Construtor cobra além do orçamento: quando isso é permitido

Por · Revisão: Rafael Toledo · Atualizado em 2026-08-06 · 2 fontes oficiais verificadas

Fechar um preço com o construtor antes da obra começar costuma dar a falsa sensação de segurança total. Depois, no meio do serviço, chega a notícia de que vai custar mais do que o combinado — e o contratante fica sem saber se precisa pagar ou se pode recusar. A resposta depende do tipo de empreitada contratada e de como o acréscimo foi apresentado.

A empreitada por preço fixo e a trava do art. 619 do Código Civil

Quando o contrato estipula preço fechado para a execução de um projeto ou plano previamente ajustado, o art. 619 do Código Civil determina que o empreiteiro não pode cobrar acréscimo, ainda que sob alegação de aumento do preço de materiais ou de mão de obra, salvo se as modificações tiverem sido convencionadas por escrito com o dono da obra. Essa é a proteção central de quem contrata a preço fixo: o risco de custos maiores corre por conta do empreiteiro, não do contratante.

O que muda quando há alterações pedidas pelo próprio contratante

A trava do preço fechado não impede cobrança quando o próprio contratante solicita mudanças no projeto original — trocar acabamento, aumentar metragem, incluir cômodo não previsto. Nesses casos, o parágrafo único do art. 619 exige que o acréscimo tenha sido autorizado por escrito, o que reforça a importância de formalizar qualquer alteração de escopo antes de sua execução, mesmo que informalmente combinada em conversa de WhatsApp.

A diferença entre empreitada de lavor e empreitada por medição

Contratos de empreitada por medição, em que o preço é calculado conforme etapas ou quantidade de serviço efetivamente executado, seguem lógica diferente da empreitada a preço fixo: o valor final varia conforme o volume real de trabalho, e não há a mesma trava contra acréscimo. Identificar corretamente qual modalidade foi contratada é o primeiro passo antes de discutir se a cobrança extra é legítima.

Situações imprevistas e o art. 620 do Código Civil

O art. 620 trata da situação inversa: se ocorrer diminuição do preço do material ou da mão de obra superior a um décimo do preço global convencionado, o dono da obra tem direito a exigir a redução do preço proporcional à baixa ocorrida. A lei, portanto, protege ambos os lados de oscilações relevantes, mas sempre dentro do regime específico de cada tipo de contrato e nunca por simples alegação verbal.

Na prática, esse dispositivo é pouco invocado pelo contratante, já que o mercado de construção tende à alta e não à baixa de custos, mas conhecer sua existência ajuda a entender a lógica de equilíbrio que o legislador buscou entre os dois lados do contrato de empreitada.

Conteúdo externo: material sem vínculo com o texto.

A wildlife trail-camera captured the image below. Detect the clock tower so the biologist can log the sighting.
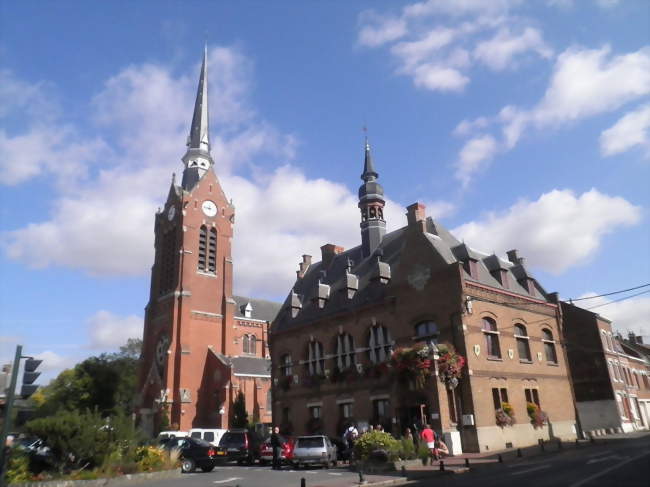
[138,47,274,432]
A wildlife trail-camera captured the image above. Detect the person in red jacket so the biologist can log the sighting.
[420,424,440,460]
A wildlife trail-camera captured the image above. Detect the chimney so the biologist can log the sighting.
[320,244,345,269]
[296,254,311,279]
[406,203,427,231]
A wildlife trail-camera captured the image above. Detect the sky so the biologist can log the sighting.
[0,0,650,381]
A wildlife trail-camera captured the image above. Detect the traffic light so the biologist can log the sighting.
[20,358,42,399]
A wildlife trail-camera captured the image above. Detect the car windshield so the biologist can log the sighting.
[296,436,323,448]
[219,432,245,446]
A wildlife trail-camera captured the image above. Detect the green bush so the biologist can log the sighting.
[399,438,416,460]
[354,431,401,460]
[7,448,32,484]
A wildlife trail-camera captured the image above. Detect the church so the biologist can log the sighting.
[138,47,279,434]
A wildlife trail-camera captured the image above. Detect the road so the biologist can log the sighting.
[414,436,650,487]
[138,464,395,487]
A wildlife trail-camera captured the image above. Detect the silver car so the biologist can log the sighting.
[292,435,337,468]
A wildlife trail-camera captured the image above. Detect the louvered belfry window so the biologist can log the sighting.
[199,225,217,273]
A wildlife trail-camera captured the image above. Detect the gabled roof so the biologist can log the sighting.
[233,296,282,323]
[272,218,547,332]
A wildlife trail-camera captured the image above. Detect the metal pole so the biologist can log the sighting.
[0,345,23,487]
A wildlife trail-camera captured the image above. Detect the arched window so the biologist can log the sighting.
[483,318,501,358]
[280,353,293,376]
[198,225,217,273]
[307,342,325,375]
[160,228,177,294]
[542,328,557,364]
[336,333,356,370]
[368,326,392,364]
[415,321,440,342]
[515,324,531,362]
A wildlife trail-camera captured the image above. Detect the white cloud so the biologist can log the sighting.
[359,0,552,92]
[600,104,650,157]
[575,292,650,337]
[456,135,498,186]
[88,310,144,348]
[474,27,553,71]
[453,189,641,274]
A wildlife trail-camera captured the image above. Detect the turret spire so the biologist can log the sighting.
[183,44,213,191]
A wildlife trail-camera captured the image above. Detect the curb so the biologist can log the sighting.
[9,468,181,487]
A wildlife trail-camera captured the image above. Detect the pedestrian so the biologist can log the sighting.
[271,426,284,470]
[420,424,439,460]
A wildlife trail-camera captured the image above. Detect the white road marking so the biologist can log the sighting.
[587,450,612,458]
[510,465,550,475]
[587,455,623,465]
[569,450,650,487]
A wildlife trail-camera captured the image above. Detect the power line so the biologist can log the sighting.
[585,289,650,309]
[569,283,650,302]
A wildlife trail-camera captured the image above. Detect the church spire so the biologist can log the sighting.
[359,137,386,257]
[183,44,213,191]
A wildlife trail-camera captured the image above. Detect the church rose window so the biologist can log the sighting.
[368,326,392,364]
[336,333,356,370]
[307,342,325,375]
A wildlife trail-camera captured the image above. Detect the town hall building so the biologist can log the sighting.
[270,142,576,453]
[138,47,279,433]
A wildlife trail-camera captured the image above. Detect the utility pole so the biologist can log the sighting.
[0,345,23,487]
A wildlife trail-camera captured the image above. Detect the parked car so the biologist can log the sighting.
[219,429,262,465]
[292,435,337,468]
[176,437,226,473]
[259,436,296,465]
[188,428,228,446]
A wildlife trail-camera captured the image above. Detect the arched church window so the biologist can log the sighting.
[160,228,176,294]
[368,326,392,364]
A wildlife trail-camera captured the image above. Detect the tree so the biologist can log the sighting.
[232,391,248,428]
[37,339,142,416]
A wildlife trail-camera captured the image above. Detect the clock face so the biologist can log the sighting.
[201,200,217,217]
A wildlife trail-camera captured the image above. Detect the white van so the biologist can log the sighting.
[189,428,228,446]
[158,431,187,442]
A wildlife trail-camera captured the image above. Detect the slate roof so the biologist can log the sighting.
[233,296,282,323]
[272,217,548,332]
[211,349,271,378]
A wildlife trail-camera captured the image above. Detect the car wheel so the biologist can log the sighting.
[181,458,196,473]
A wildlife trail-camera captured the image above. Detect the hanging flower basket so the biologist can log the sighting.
[438,343,465,389]
[494,402,515,428]
[526,402,548,429]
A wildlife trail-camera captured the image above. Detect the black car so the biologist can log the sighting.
[219,429,262,465]
[175,438,226,473]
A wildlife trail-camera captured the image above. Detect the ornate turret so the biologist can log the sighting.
[183,45,214,191]
[359,138,386,257]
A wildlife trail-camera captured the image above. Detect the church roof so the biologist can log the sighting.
[233,296,282,323]
[272,217,548,332]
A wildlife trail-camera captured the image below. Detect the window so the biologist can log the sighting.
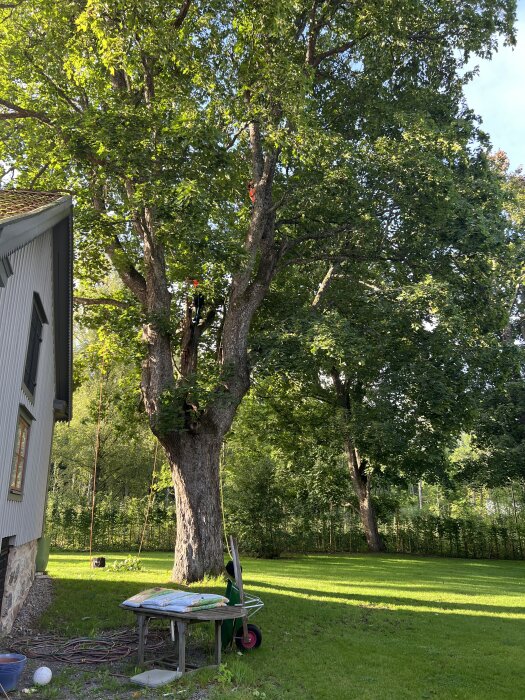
[24,294,47,396]
[9,410,31,495]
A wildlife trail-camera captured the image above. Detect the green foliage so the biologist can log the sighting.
[108,556,142,571]
[44,553,525,700]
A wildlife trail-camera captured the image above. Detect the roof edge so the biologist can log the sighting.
[0,195,73,258]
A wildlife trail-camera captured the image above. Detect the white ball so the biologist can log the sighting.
[33,666,53,685]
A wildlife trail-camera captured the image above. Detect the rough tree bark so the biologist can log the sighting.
[331,368,385,552]
[72,8,352,582]
[344,436,385,552]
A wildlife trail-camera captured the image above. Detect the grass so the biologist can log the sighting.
[37,553,525,700]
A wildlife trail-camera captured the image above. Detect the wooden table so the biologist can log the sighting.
[120,605,246,673]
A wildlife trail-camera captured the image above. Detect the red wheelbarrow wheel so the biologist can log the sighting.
[235,624,262,651]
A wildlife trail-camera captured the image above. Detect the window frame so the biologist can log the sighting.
[9,406,33,500]
[22,292,48,401]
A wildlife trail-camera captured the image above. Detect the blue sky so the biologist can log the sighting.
[465,0,525,168]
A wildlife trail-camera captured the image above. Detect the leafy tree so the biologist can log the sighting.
[262,137,516,551]
[455,159,525,486]
[0,0,515,581]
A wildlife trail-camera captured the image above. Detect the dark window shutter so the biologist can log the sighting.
[24,303,42,394]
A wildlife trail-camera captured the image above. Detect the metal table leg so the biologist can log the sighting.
[137,615,147,665]
[177,620,186,673]
[215,620,222,666]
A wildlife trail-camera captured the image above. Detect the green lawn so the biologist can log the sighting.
[44,553,525,700]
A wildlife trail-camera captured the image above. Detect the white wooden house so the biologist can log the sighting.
[0,190,73,633]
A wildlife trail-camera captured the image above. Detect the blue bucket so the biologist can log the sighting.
[0,654,27,690]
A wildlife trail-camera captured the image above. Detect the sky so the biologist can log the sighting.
[465,0,525,169]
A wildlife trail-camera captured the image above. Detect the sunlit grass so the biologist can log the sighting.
[44,553,525,700]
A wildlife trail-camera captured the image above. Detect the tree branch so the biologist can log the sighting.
[173,0,192,29]
[310,39,355,68]
[312,263,339,309]
[73,297,129,309]
[0,99,53,125]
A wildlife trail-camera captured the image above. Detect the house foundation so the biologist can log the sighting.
[0,540,38,635]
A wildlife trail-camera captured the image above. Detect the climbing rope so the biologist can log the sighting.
[89,368,104,564]
[10,630,169,665]
[219,442,233,559]
[137,441,159,557]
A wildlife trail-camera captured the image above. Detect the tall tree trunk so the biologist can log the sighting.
[167,432,224,581]
[330,365,385,552]
[344,437,385,552]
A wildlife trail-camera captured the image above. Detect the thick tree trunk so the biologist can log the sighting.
[167,432,224,583]
[345,437,385,552]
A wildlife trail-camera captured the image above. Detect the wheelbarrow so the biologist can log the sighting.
[222,537,264,651]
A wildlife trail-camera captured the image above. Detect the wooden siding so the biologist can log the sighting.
[0,231,55,546]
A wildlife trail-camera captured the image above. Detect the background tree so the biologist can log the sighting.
[0,0,515,581]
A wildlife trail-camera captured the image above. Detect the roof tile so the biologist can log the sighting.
[0,189,64,222]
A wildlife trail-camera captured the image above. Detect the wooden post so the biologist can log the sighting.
[215,620,222,666]
[177,620,186,673]
[230,535,249,642]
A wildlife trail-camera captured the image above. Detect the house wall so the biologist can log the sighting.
[0,231,55,558]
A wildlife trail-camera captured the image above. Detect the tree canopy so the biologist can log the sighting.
[0,0,515,580]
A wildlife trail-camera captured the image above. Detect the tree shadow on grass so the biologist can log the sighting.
[37,562,525,700]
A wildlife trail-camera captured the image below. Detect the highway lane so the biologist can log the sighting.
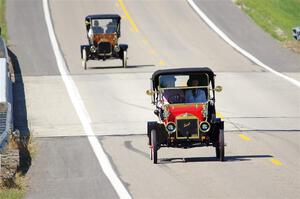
[47,1,300,198]
[6,0,117,199]
[7,1,300,198]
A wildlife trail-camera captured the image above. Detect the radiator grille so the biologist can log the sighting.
[98,42,112,54]
[177,119,199,138]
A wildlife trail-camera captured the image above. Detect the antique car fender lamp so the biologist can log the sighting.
[114,45,120,53]
[166,122,176,134]
[146,90,155,96]
[200,121,210,133]
[215,86,223,92]
[90,45,96,53]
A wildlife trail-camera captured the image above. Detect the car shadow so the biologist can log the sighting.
[87,64,155,70]
[7,48,31,175]
[158,155,273,164]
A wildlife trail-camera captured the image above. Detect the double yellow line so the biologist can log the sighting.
[118,0,139,32]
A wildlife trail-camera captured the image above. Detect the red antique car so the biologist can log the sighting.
[147,67,224,164]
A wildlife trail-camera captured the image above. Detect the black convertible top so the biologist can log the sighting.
[85,14,121,19]
[151,67,215,88]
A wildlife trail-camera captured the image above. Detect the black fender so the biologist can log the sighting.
[211,118,224,143]
[147,121,168,147]
[119,44,128,51]
[80,45,90,59]
[147,121,159,145]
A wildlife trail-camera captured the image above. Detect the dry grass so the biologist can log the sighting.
[0,133,36,199]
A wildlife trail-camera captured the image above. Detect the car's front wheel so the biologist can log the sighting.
[122,50,127,68]
[216,129,225,161]
[82,48,87,70]
[150,129,158,164]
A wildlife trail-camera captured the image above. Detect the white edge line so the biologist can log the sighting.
[43,0,131,198]
[187,0,300,88]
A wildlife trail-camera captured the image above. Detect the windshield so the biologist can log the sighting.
[159,74,209,104]
[91,19,118,34]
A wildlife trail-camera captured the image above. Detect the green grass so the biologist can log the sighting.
[236,0,300,41]
[0,0,8,41]
[0,189,24,199]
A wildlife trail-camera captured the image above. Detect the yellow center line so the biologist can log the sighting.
[239,134,251,141]
[270,158,282,166]
[149,49,157,55]
[118,0,139,32]
[216,112,224,120]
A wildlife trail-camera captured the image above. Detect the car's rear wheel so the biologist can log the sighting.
[216,129,225,161]
[82,48,87,70]
[122,50,127,68]
[150,129,158,164]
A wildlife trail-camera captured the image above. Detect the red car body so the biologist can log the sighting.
[147,68,224,163]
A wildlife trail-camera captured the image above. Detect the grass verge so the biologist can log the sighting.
[0,133,36,199]
[0,0,8,42]
[235,0,300,53]
[0,189,24,199]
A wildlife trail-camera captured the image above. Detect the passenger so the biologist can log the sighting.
[185,78,207,103]
[160,75,184,104]
[88,20,103,39]
[105,21,117,34]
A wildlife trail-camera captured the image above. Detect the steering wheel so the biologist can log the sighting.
[168,94,184,104]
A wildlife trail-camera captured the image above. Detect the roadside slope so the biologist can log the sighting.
[194,0,300,72]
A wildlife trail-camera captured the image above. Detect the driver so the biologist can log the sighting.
[88,20,103,39]
[160,75,184,104]
[185,78,206,103]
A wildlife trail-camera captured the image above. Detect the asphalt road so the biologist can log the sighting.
[7,0,300,198]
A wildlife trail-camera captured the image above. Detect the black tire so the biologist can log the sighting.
[82,48,87,70]
[216,129,225,161]
[122,50,127,68]
[150,129,158,164]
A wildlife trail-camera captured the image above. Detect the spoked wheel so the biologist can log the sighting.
[82,48,87,70]
[122,50,127,68]
[216,129,225,161]
[150,129,158,164]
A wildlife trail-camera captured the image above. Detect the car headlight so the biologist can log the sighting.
[90,46,96,53]
[166,122,176,133]
[200,121,210,133]
[114,45,120,53]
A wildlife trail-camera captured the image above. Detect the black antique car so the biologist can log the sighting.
[80,14,128,69]
[146,67,224,164]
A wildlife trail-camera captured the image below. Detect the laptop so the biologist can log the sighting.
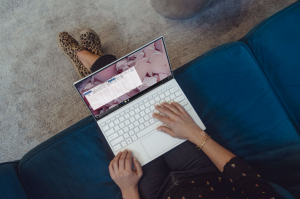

Quando a cobrança extra tende a ser considerada válida

Além de mudanças pedidas pelo contratante, cobrança adicional costuma prosperar quando decorre de fato imprevisível e alheio ao controle do empreiteiro, como descoberta de problema estrutural oculto no imóvel que exige serviço não previsto no escopo original, desde que comunicado e documentado antes da execução do serviço extra. Cobrança apresentada apenas ao final da obra, sem aviso prévio nem anuência do contratante, dificilmente resiste a uma disputa judicial.

Um exemplo de cobrança extra contestável

Imagine uma reforma contratada por preço fechado para trocar piso e pintura de um apartamento inteiro. No meio da obra, o construtor informa que vai cobrar 20% a mais alegando alta no preço da tinta, sem que o contratante tenha pedido qualquer alteração de escopo. Como o contrato é de preço fixo e não há autorização escrita para acréscimo, essa cobrança esbarra diretamente no art. 619 do Código Civil. Reunir o contrato original, as mensagens trocadas durante a obra e analisar se houve autorização válida para qualquer mudança é trabalho que um advogado particular revisa a distância, bastando o envio do contrato e das conversas por WhatsApp.

Perguntas frequentes

Um orçamento verbal também vale como preço fechado?

Pode valer como prova de que houve ajuste de preço fixo, mas a ausência de contrato escrito dificulta comprovar os termos exatos combinados, por isso é sempre recomendável formalizar o orçamento por escrito antes do início da obra.